We are also currently in discussions with our creditors to refinance certain unencumbered assets for approximately $12.0 million, and we believe this will be executed by the end of the second quarter of 2015. In addition to this amendment, we are also in the process of obtaining bank financing for approximately $6.9 million which will go towards the construction and renovation of our future corporate office in New Orleans.  We anticipate closing this financing by the end of the second quarter of 2015. In addition to the $6.9 million in bank financing, we have received approximately $4.6 million in incentives from the State of Louisiana and expect to receive another $0.6 million of incentives during 2015 which will offset part of the cost of constructing the new corporate office.  The remaining cost of approximately $6.9 million to complete the construction of the building will be funded by cash on hand.  If we are unsuccessful in refinancing certain unencumbered assets, we could re-market our requests with other interested parties, seek loan refinancing to further monetize asset values on other vessels, or attempt to access the equity markets under our current open shelf registration. The timing and success of our financing activities cannot be assured.
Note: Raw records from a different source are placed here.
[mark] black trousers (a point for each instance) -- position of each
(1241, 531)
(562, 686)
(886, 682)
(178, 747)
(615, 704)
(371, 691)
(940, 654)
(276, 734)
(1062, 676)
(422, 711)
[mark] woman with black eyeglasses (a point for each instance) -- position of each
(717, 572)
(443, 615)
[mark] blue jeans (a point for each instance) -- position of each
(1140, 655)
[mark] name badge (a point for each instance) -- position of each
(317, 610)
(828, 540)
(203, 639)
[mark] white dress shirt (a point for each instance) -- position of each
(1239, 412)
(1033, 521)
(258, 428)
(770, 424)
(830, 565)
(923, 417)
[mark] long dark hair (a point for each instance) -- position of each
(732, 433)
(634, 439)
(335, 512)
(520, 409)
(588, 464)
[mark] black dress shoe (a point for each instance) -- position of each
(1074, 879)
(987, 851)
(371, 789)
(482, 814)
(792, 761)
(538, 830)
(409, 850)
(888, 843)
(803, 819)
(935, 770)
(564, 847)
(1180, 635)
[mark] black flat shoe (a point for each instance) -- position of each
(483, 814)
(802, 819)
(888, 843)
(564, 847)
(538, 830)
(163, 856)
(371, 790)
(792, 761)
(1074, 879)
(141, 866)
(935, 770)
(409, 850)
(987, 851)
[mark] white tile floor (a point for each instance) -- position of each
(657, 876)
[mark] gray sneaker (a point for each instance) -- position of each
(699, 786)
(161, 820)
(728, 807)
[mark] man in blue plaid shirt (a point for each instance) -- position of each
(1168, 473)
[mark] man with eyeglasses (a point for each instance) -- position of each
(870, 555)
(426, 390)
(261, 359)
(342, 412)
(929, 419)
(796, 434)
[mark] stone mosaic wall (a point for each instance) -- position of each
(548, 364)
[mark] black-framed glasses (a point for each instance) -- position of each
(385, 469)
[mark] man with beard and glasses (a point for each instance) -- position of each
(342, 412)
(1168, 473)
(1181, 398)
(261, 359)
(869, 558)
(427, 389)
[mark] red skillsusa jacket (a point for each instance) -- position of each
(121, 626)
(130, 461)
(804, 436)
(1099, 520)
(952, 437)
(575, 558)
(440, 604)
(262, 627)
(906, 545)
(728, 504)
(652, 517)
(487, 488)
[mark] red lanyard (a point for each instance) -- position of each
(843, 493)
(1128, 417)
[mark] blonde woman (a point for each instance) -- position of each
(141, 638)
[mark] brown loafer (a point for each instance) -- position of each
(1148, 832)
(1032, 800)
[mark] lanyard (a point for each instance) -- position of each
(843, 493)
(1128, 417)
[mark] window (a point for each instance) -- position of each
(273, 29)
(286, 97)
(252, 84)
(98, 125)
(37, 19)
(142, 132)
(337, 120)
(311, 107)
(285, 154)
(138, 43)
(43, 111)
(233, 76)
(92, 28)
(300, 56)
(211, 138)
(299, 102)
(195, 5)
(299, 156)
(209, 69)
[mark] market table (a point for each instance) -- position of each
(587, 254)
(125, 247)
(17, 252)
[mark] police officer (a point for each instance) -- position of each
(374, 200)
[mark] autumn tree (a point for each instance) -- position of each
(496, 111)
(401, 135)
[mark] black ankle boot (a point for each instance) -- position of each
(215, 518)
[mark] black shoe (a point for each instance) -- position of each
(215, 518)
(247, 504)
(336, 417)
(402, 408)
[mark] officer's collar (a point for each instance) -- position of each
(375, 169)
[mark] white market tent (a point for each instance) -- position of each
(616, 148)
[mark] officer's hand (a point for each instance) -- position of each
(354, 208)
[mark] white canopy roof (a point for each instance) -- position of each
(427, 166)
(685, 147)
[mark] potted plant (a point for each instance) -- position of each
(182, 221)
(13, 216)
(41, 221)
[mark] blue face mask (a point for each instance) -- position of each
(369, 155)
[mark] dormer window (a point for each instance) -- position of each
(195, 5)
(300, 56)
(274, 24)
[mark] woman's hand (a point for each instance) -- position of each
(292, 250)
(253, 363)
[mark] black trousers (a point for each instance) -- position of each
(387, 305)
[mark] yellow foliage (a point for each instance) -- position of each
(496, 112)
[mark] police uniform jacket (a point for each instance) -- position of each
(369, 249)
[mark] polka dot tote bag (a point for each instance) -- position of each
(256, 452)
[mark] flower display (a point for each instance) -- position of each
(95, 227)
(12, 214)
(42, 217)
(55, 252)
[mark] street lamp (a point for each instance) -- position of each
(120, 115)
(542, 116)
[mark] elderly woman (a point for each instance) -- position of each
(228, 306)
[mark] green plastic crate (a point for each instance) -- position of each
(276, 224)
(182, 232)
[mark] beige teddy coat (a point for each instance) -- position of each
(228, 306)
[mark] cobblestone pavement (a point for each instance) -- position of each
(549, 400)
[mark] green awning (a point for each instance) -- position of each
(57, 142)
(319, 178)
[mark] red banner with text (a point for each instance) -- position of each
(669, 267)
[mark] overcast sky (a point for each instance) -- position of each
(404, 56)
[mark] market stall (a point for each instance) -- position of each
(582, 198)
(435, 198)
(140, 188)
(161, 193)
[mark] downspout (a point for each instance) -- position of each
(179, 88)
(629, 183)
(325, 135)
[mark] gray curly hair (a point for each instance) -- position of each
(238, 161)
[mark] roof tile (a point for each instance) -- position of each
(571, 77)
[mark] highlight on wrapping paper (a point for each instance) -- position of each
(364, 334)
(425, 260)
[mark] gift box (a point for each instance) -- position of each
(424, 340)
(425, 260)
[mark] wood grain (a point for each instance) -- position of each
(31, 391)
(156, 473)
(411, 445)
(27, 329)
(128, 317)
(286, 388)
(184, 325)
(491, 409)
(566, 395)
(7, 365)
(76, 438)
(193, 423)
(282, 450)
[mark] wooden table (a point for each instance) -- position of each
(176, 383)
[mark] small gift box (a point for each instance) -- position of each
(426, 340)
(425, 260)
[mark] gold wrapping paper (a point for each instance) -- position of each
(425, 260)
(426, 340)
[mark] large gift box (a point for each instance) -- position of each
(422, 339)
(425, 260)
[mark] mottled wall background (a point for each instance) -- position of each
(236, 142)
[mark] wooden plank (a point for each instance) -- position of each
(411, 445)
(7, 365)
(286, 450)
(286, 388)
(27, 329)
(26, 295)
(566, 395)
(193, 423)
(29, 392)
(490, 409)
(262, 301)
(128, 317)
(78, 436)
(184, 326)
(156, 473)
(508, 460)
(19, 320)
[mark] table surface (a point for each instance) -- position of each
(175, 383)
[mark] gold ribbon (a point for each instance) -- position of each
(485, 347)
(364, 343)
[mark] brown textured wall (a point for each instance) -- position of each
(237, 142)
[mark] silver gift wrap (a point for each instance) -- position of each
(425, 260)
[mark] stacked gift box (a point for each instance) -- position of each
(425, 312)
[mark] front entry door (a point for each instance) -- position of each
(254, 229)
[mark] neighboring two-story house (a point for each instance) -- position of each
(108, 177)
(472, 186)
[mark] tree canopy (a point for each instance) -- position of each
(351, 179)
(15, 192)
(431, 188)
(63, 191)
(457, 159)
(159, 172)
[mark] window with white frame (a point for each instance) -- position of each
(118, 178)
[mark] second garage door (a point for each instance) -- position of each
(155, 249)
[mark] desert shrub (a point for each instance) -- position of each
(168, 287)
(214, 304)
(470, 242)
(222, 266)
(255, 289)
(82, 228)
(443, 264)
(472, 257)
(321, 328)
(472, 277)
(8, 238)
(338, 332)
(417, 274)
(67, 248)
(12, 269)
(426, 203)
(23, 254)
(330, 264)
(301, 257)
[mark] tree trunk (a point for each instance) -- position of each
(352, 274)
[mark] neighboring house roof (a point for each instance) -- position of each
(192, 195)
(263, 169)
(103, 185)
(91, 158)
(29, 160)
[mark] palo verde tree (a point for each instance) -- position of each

Failure to execute our plan could impact our ability to be in compliance with our quarterly debt covenants in 2015 and could cause us to suffer an event of default, which could, among other things, accelerate our obligations under any such agreement or preclude us from making future borrowings.  Moreover, because our debt obligations are represented by separate agreements with different lenders, in some cases any breach of these covenants or any other default under one agreement may create an event of default under other agreements, resulting in the acceleration of our obligation to pay principal, interest and potential penalties under such other agreements (even though we may otherwise be in compliance with all of our obligations under those agreements).  An event of default under a single agreement , including one that is technical in nature or otherwise not material, could result in the acceleration of our debt obligations under multiple lending agreements.  The acceleration of any or all amounts due under our debt agreements or the loss of the ability to borrow under our revolving credit facility or other debt agreements could have a material adverse effect on our business, financial condition, results of operations and cash flows.  In the event of non-compliance with our debt covenants, we would seek to amend the covenants, obtain waivers from each of our lenders in order to cure any instances of non-compliance, or sell vessels that are currently unencumbered by debt or that serve as collateral against our outstanding debt obligations.  The disposition of one or more of these vessels would provide us with additional liquidity and capital resources that could be used to pay down the balances owed under our current debt obligations.